The Pantheon was the second stop, after the Trevi Fountain (more on that sometime in the future). In a city full of old buildings where nothing ever gets torn down, the Pantheon is not just old, it's ancient. Massive and ancient, those are the two first impressions upon approaching and entering the one time Roman temple, now called Santa Maria della Rotonda. The modest (for Rome, at least) plaza fronting the temple/church is known as Plaza della Rotonda. Like virtually every other self-respecting plaza in Rome, it sports it's own obelisk. I can't remember if this one is authentically Egyptian or just a two-thousand-year-old Roman copy. In any case the Italians ought to double the plaza's size, given the enormous mass and importance of this ancient Roman landmark.

Photo by Jim Lane
The glare of the sun through the oculus in the darkened chamber makes for bad photography, but underscores the visual power of this predictable lighting device.

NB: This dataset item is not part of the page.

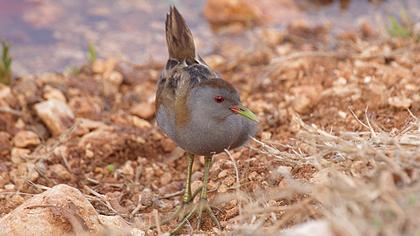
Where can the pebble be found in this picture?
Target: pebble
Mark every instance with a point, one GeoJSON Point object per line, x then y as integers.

Inside, the one-time temple has been thinly disguised as a church. Because of this, the interior is more pristine than the rough-hewn exterior, having withstood the ravages of the centuries. Inside, the impression is merely "old"--one of classical beauty (if not restraint). I was surprised to find the Pantheon to be the final resting place of the painter, Raphael Sanszio. A couple Italian kings and a queen are also buried there. Despite the polyglot press of fellow tourists, ones eyes cannot help but drift upward to the famous concrete coffered dome with its equally famous oculus. On a bright, sunny day, as when I visited, this 33-foot "hole in the roof" casts an impressive natural spotlight within the otherwise relatively dark interior, moving about the circular chamber with the rotation of the earth. Visiting the Pantheon is somewhat the same as visiting the Sistine Chapel. Your mind struggles to absorb it all while your feet and legs cry out in agony. Then your guide steps in to mediate this conflict, leading her motley crew on to a date with Castel San Angelo clear over on the other side of the Tiber. Whew... Hey! Wait for me!

Photo by Jim Lane
The tempting, civilized way to see Rome, silhouetted against the jumbled,
touristy plaza crowding in on the ancient Roman landmark.